Chris F Clark <cfc@shell01.TheWorld.com>
2 Nov 2004 12:12:05 -0500

          From comp.compilers

Related articles
problems with identifiers and keywords... micha-1@fantasymail.de (Micha) (2004-10-21)
Re: problems with identifiers and keywords... cfc@shell01.TheWorld.com (Chris F Clark) (2004-10-23)
Re: problems with identifiers and keywords... gah@ugcs.caltech.edu (glen herrmannsfeldt) (2004-10-24)
Re: problems with identifiers and keywords... clint@0lsen.net (Clint Olsen) (2004-10-25)
Re: problems with identifiers and keywords... cfc@shell01.TheWorld.com (Chris F Clark) (2004-11-02)
Re: problems with identifiers and keywords... gah@ugcs.caltech.edu (glen herrmannsfeldt) (2004-11-06)
Re: problems with identifiers and keywords... wclodius@lanl.gov (2004-11-06)
Re: problems with identifiers and keywords... wyrmwif@tsoft.org (SM Ryan) (2004-11-07)
Re: problems with identifiers and keywords... vbdis@aol.com (2004-11-07)
Re: problems with identifiers and keywords... cfc@shell01.TheWorld.com (Chris F Clark) (2004-11-14)
Re: problems with identifiers and keywords... genew@mail.ocis.net (Gene Wirchenko) (2004-11-14)
[17 later articles]
| List of all articles for this month |

From: Chris F Clark <cfc@shell01.TheWorld.com>
Newsgroups: comp.compilers
Date: 2 Nov 2004 12:12:05 -0500
Organization: The World Public Access UNIX, Brookline, MA
References: 04-10-148 04-10-170 04-10-174
Keywords: parse, syntax
Posted-Date: 02 Nov 2004 12:12:05 EST

Glen Herrmannsfeldt wrote:


> Two languages which have no reserved words and a reasonable number
> of compilers are Fortran and PL/I. Traditionally Fortran has made
> it even harder by not making blank space significant, yet the
> process for writing Fortran parsers is well understood.
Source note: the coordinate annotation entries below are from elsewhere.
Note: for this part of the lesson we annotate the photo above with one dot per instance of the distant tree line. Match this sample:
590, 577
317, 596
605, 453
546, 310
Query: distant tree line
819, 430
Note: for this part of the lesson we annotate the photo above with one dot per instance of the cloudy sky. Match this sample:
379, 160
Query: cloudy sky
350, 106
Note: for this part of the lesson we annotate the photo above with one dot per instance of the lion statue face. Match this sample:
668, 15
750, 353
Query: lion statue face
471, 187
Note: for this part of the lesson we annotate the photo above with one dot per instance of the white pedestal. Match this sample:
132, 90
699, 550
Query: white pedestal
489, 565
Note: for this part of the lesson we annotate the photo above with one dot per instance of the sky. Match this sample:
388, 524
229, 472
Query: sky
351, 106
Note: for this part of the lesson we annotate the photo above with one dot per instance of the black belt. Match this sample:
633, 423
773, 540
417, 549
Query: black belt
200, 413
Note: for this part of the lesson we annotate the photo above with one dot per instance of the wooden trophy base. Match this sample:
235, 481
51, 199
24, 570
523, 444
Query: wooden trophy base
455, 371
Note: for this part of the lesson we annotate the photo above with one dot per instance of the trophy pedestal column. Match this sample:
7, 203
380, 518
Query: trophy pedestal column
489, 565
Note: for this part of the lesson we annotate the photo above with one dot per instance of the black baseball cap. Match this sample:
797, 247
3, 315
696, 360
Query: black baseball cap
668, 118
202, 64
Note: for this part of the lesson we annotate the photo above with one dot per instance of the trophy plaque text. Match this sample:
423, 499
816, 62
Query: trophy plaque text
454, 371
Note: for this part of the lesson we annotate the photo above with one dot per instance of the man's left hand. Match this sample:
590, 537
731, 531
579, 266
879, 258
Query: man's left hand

Yes, I think that is what the moderator was alluding to when he wrote:
> [You're right. I think I've been unlucky and mostly had languages where
> the ambiguities from adding keywords back made the grammar explode. -John]


PL/I's keywords are probably not parseable by any reasonable grammatic
method, which is why I started with *may not* be. Sadly, it is not
just "old" languages like Fortran and PL/I that have the problem.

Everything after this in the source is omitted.